Dallas Federal Reserve President Richard Fisher said on Tuesday that the winding down of the Fed's accommodative monetary policies needed to start as soon as the economy shows convincing signs of traction.

When it comes time to tighten monetary policy, my colleagues and I will move with an alacrity that, if needed, will be equal in speed and intensity to that with which we pursued monetary accommodation, Fisher said in a speech to the Texas Christian University Business Network of Dallas.

Fisher's suggestion of a swift reversal in policy echoed comments made last week by Fed Governor Kevin Warsh.

Since then, financial markets have started to anticipate more aggressive increases to the Fed's target interest rates, which have been set near zero since December 2008.

Derivatives prices suggest the fed funds rate will be raised to 0.75 percent by mid-2010.

The policymaker did not hint at when the Fed's policies will start to be reversed but he expressed cautious optimism about the economy in general and the housing market in particular.

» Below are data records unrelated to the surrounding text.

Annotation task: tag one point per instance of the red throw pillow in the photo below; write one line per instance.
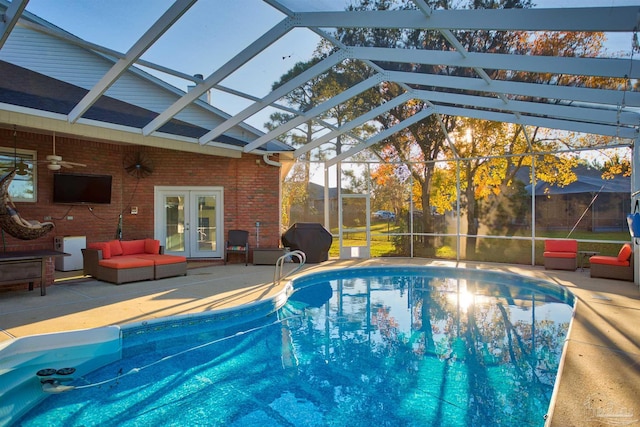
(151, 246)
(132, 247)
(103, 246)
(116, 247)
(625, 252)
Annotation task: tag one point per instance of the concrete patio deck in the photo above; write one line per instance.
(599, 382)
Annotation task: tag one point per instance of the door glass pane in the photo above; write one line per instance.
(174, 213)
(207, 223)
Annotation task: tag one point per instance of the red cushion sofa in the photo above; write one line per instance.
(123, 261)
(560, 254)
(618, 267)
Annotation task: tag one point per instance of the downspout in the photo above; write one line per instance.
(268, 161)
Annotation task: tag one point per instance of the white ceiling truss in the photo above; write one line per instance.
(601, 111)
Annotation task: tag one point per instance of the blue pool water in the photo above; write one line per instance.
(391, 347)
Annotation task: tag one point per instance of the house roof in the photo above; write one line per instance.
(25, 88)
(599, 109)
(588, 180)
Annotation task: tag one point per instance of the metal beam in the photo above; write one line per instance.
(221, 73)
(369, 115)
(281, 91)
(549, 123)
(599, 19)
(533, 90)
(159, 27)
(10, 18)
(593, 114)
(314, 112)
(381, 136)
(601, 67)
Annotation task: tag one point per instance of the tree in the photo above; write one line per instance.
(425, 141)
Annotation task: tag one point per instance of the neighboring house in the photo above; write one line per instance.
(194, 193)
(589, 203)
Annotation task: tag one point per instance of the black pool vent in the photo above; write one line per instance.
(46, 372)
(65, 371)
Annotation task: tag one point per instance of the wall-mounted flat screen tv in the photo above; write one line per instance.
(77, 189)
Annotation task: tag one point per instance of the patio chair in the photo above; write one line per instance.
(618, 267)
(238, 243)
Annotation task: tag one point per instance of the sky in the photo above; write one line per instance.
(213, 31)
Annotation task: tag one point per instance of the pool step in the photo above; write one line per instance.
(23, 358)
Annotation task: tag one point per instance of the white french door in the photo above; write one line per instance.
(188, 221)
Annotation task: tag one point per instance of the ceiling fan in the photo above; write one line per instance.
(55, 162)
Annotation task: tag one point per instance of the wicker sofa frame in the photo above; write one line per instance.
(561, 254)
(151, 271)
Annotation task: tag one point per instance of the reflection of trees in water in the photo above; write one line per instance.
(463, 350)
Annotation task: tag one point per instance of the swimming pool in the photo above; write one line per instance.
(391, 346)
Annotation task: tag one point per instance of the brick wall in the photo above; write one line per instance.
(251, 190)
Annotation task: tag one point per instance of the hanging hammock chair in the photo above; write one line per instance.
(10, 225)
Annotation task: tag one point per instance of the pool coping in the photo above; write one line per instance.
(599, 380)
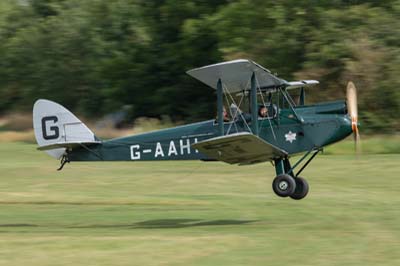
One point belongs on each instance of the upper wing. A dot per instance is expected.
(235, 75)
(240, 148)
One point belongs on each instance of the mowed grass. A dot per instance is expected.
(196, 213)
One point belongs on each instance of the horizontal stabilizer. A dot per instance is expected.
(301, 84)
(66, 145)
(240, 148)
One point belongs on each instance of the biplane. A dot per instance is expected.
(257, 121)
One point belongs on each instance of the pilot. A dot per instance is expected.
(225, 115)
(263, 111)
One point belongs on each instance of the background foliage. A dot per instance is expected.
(97, 56)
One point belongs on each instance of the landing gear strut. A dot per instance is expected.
(288, 184)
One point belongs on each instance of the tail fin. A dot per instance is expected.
(57, 129)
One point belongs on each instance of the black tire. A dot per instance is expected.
(301, 189)
(284, 185)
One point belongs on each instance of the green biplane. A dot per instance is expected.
(257, 121)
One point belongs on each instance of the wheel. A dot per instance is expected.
(301, 189)
(284, 185)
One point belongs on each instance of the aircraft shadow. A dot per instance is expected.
(149, 224)
(171, 223)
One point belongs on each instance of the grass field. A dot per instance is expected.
(196, 213)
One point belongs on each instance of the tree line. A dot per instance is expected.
(97, 56)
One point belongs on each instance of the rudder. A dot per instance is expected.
(56, 128)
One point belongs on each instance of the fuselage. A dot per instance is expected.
(314, 126)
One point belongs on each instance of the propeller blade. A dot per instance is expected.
(352, 110)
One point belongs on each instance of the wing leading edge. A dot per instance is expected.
(240, 148)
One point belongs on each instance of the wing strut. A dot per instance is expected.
(220, 108)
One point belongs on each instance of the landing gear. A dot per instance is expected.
(284, 185)
(288, 184)
(301, 189)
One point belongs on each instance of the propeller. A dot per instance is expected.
(353, 113)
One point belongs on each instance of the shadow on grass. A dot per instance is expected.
(170, 223)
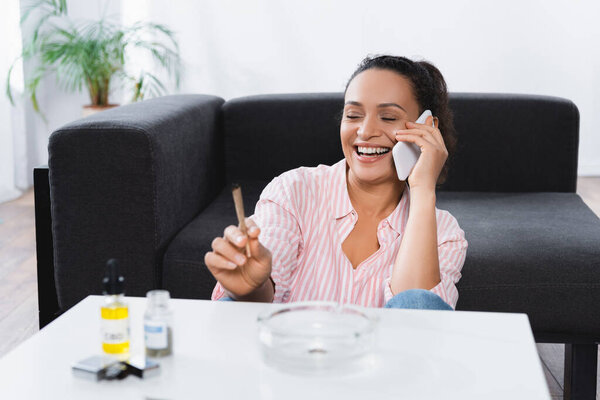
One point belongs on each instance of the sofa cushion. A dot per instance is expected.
(534, 253)
(184, 273)
(506, 142)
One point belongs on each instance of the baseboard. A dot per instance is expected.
(589, 169)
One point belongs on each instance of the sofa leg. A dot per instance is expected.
(47, 298)
(581, 368)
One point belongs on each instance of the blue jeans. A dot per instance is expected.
(413, 298)
(418, 299)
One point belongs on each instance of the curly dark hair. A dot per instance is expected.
(430, 91)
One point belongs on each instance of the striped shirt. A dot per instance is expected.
(305, 215)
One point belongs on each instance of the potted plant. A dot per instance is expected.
(92, 55)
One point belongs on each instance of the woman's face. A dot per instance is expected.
(377, 103)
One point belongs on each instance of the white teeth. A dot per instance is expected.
(373, 150)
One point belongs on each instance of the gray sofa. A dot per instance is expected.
(149, 183)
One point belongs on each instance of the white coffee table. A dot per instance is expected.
(419, 355)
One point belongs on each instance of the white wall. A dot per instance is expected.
(58, 107)
(237, 48)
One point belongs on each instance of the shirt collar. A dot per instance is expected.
(341, 205)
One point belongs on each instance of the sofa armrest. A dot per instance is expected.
(123, 182)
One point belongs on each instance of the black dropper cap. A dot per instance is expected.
(113, 282)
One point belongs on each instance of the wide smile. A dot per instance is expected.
(371, 154)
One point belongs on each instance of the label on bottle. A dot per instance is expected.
(114, 330)
(155, 334)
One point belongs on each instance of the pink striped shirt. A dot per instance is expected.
(305, 215)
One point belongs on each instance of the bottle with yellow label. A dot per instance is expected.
(114, 313)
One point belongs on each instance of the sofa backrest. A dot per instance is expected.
(506, 142)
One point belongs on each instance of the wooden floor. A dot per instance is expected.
(18, 286)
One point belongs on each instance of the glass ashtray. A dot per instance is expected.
(315, 336)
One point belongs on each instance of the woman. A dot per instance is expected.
(353, 232)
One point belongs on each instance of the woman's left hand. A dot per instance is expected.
(433, 153)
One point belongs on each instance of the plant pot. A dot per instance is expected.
(89, 110)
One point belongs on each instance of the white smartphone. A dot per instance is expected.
(406, 154)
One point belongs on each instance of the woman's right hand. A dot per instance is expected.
(239, 275)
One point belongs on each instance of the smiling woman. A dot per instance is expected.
(353, 232)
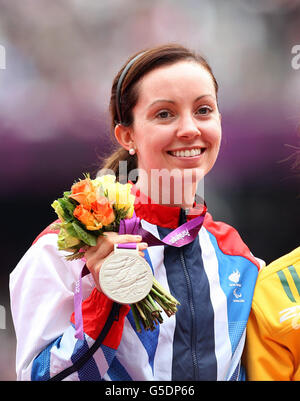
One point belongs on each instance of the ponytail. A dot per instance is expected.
(112, 164)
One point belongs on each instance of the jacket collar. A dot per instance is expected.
(161, 215)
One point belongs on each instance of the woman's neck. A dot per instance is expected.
(169, 192)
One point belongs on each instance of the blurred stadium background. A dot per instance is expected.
(61, 57)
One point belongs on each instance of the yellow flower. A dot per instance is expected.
(117, 194)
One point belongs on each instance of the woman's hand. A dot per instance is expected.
(95, 255)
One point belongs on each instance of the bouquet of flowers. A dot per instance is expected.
(85, 212)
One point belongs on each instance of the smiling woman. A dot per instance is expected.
(166, 120)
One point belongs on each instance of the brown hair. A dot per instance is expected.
(147, 61)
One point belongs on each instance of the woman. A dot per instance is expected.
(165, 117)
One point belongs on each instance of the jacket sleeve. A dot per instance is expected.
(268, 358)
(272, 345)
(42, 291)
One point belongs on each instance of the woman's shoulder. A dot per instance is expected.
(44, 259)
(228, 240)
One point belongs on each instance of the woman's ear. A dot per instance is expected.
(124, 136)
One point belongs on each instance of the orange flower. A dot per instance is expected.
(83, 192)
(103, 211)
(86, 217)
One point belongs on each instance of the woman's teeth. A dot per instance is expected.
(186, 153)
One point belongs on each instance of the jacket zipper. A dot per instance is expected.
(192, 308)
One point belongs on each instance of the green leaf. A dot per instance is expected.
(85, 236)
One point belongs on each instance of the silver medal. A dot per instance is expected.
(125, 276)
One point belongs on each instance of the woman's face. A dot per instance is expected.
(176, 119)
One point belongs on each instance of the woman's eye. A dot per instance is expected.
(163, 114)
(204, 110)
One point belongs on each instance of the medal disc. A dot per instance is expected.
(125, 277)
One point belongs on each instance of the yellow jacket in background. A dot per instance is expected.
(273, 333)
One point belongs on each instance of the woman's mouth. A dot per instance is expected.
(192, 152)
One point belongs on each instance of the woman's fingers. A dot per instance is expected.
(105, 245)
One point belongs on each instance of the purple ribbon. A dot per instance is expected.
(179, 237)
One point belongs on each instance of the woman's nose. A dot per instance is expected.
(187, 127)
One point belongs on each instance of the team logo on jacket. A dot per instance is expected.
(292, 314)
(234, 279)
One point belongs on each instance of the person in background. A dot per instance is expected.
(272, 349)
(165, 117)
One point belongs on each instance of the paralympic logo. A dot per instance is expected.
(2, 318)
(2, 58)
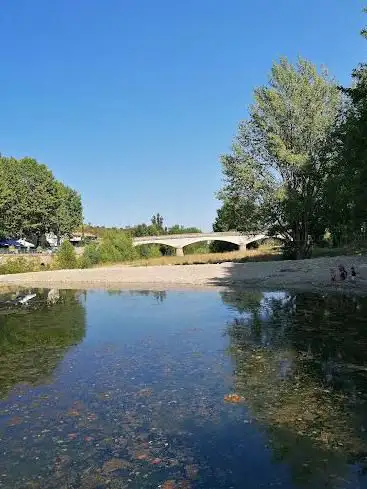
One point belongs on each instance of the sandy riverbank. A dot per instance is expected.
(303, 274)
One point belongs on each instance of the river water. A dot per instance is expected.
(180, 390)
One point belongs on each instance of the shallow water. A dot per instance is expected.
(199, 390)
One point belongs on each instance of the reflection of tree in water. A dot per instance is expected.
(34, 338)
(302, 368)
(159, 295)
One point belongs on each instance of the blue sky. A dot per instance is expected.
(132, 101)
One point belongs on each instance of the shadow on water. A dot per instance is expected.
(140, 404)
(35, 337)
(300, 365)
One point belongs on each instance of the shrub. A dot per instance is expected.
(66, 257)
(116, 246)
(19, 265)
(149, 251)
(91, 256)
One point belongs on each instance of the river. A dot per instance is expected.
(182, 390)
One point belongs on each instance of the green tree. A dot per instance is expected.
(346, 192)
(275, 175)
(117, 246)
(32, 202)
(66, 257)
(27, 197)
(69, 211)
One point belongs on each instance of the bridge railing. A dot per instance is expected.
(194, 235)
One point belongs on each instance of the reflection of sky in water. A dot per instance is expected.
(175, 348)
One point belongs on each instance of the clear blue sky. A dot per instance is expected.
(132, 101)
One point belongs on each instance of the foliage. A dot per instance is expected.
(346, 193)
(32, 202)
(69, 211)
(66, 256)
(91, 256)
(275, 173)
(116, 246)
(20, 265)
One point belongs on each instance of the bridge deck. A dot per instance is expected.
(193, 235)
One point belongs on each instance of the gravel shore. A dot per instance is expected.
(302, 274)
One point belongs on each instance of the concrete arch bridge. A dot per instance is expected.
(179, 241)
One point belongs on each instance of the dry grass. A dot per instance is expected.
(263, 253)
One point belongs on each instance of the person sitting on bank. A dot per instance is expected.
(342, 272)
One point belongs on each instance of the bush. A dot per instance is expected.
(19, 265)
(117, 246)
(66, 257)
(149, 251)
(91, 256)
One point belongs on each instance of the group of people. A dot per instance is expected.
(343, 274)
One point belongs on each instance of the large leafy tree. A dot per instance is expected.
(346, 192)
(32, 202)
(69, 211)
(275, 174)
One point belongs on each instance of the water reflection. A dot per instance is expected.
(35, 335)
(301, 366)
(139, 402)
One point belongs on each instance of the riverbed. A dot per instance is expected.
(314, 274)
(200, 389)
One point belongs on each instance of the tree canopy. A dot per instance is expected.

There is some concern that the hope for a housing rebound could succumb to the headwinds experienced earlier if the efforts of fiscal and monetary authorities are allowed to expire. Yet, that said, there is, in my opinion, a limit to the life support that can be provided, he said.

The market for housing will not become truly robust until market forces replace government support, Fisher said.

We have thus indicated to the marketplace that, for our part, the FOMC expects we will complete the execution of our $1.25 trillion intervention in the mortgage-backed securities market by the end of the first quarter of next year.

Fisher is not a voting member of the Federal Open Market Committee in 2009.